De heer De Wit is achterdochtig als het gaat om de ontwikkeling in de richting van meer flexibiliteit op de arbeidsmarkt. Ik betreur dat. Ik wil niet zeggen dat het een in alle opzichten positieve ontwikkeling is voor de werknemers, maar ik zeg er wel bij dat het mijn diepe overtuiging is dat het, als wij hier niet voldoende ruimte voor creëren, volstrekt ondoenlijk zal zijn om dit land in de komende decennia concurrerend te houden in een wereld waarin die flexibiliteit wel opgebracht wordt. Degenen die denken wij geen extra flexibiliteit nodig hebben en dat wij toch ons welvaartsniveau kunnen handhaven, maken een ongelooflijk grote fout.

De heer De Wit (SP):

Voorzitter! Ik heb in eerste termijn prof. Kleinknecht genoemd, die nu al waarschuwt voor de gevolgen van flexibiliteit, in die zin dat je niet onbeperkt kunt doorgaan met flexibeler maken van de verhoudingen. Als je de verhalen van flex-werkers leest, merk je dat er geen betrokkenheid bij het bedrijf is, omdat ze bijvoorbeeld maar drie maanden ergens werken, of dat het na een maand over is, omdat ze dan al naar een andere baan moeten uitkijken, waarvoor ze misschien weer moeten verhuizen. Er is dus een omslagpunt; daarvoor heb ik gewaarschuwd door Kleinknecht aan te halen. En ik heb gevraagd wat de minister daarvan vindt.

Minister Wijers:

Elke redenering dat het tot een extreme toestand leidt als het tot in het extreme doorgaat, is op zichzelf waar. Ik geloof echter niet dat de flexibiliteit zo ver zal doorgaan als u beschrijft. En wat prof. Kleinknecht betreft, die heeft opvattingen over loonmatiging en hij heeft hier blijkbaar ook opmerkingen over gemaakt. Ik betreur die te meer daar hij uit een school van economen komt die mij erg aanspreekt. Het is de school die in een Schumpeteriaanse economie gelooft, een economie waarin gedacht wordt in termen van vernieuwing, creatieve destructie en ondernemerschap. Dat is precies waar wij het nu over hebben, maar dat heeft hij jammer genoeg niet goed gesnapt.

Mevrouw Van Leeuwen (CDA):

Voorzitter! Ik was nog vergeten om te zeggen dat de CDA-fractie ondanks deze goede gedachtenwisseling tegen het wetsvoorstel zal moeten stemmen.

De beraadslaging wordt gesloten.

Het wetsvoorstel wordt zonder stemming aangenomen.

De voorzitter:

De aanwezige leden van de fracties van het CDA, de SGP, het GPV, de RPF en de SP wordt conform artikel 121 van het Reglement van orde aantekening verleend, dat zij geacht willen worden zich niet met het wetsvoorstel te hebben kunnen verenigen.

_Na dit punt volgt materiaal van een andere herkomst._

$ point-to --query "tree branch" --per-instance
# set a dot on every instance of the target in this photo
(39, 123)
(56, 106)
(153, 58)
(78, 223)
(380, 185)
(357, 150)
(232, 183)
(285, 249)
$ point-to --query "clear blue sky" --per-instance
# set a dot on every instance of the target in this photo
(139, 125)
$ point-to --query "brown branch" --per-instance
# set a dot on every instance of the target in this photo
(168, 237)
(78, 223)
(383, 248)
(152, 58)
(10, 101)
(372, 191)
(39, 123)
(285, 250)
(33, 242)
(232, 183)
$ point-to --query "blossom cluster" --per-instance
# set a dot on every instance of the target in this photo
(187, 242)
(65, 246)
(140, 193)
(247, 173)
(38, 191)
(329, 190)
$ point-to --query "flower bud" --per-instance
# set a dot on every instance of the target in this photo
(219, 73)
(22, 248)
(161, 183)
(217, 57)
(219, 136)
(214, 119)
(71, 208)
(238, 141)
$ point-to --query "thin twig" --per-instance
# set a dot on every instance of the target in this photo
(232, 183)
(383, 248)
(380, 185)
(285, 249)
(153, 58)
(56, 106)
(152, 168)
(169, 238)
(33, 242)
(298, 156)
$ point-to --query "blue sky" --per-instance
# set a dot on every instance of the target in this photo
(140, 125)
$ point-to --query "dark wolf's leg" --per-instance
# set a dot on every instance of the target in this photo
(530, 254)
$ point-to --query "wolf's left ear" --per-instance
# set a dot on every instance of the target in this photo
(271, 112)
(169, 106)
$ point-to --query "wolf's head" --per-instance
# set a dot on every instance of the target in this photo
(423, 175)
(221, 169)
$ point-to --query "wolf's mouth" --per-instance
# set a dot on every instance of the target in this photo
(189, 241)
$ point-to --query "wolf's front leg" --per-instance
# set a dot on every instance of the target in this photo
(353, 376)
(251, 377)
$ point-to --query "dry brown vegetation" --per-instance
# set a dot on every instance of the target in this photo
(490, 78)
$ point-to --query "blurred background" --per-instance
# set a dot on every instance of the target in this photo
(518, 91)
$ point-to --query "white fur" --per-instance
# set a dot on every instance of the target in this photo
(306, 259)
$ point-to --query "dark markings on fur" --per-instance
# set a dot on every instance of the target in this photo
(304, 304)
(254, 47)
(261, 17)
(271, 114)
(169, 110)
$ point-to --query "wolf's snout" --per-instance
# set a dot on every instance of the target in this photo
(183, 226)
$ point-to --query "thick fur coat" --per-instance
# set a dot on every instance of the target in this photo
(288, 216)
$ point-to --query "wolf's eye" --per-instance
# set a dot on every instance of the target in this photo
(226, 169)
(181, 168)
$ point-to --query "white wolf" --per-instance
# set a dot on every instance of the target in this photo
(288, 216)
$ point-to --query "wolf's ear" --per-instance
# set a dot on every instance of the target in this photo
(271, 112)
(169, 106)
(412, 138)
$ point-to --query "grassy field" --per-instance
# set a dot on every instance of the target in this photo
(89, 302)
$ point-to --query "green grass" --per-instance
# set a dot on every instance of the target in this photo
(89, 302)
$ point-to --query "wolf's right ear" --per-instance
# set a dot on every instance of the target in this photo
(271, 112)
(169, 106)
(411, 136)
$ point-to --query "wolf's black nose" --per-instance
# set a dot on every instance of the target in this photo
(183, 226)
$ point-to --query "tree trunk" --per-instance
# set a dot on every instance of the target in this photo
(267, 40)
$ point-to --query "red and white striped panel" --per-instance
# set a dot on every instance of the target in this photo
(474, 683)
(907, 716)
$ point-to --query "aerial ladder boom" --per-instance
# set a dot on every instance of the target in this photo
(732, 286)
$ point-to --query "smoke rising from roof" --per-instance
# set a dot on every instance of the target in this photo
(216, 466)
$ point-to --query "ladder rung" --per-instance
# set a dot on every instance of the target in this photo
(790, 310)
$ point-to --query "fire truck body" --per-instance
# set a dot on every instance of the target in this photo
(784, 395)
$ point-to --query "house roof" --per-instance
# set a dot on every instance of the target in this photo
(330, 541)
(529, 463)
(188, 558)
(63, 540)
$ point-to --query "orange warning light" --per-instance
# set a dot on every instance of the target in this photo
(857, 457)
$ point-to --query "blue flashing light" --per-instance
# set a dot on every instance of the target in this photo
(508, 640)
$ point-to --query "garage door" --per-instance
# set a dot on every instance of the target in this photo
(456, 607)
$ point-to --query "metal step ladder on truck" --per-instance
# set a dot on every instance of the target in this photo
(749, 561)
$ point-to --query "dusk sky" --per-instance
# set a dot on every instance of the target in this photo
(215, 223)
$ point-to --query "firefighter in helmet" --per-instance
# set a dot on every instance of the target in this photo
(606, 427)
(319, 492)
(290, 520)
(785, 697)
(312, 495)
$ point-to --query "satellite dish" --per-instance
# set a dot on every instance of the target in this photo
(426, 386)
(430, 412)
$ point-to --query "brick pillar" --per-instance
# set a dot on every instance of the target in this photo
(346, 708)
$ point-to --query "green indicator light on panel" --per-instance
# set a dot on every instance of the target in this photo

Met betrekking tot de aan de Kamer toegezonden ontwerp-agenda voor de JBZ-raad van heden en morgen deel ik het volgende mee. Op deze agenda staat een koninkrijk bindend ontwerp-besluit waaraan geen parlementaire instemming verleend is. Heden hebben de betrokken vaste commissies van de Kamer vastgesteld, dat geen gronden aanwezig zijn, een ander standpunt in te nemen, zodat het desbetreffende ontwerp-besluit alhier parlementaire instemming blijft ontberen. Ik heb de betrokken bewindslieden mededeling gedaan van dit standpunt.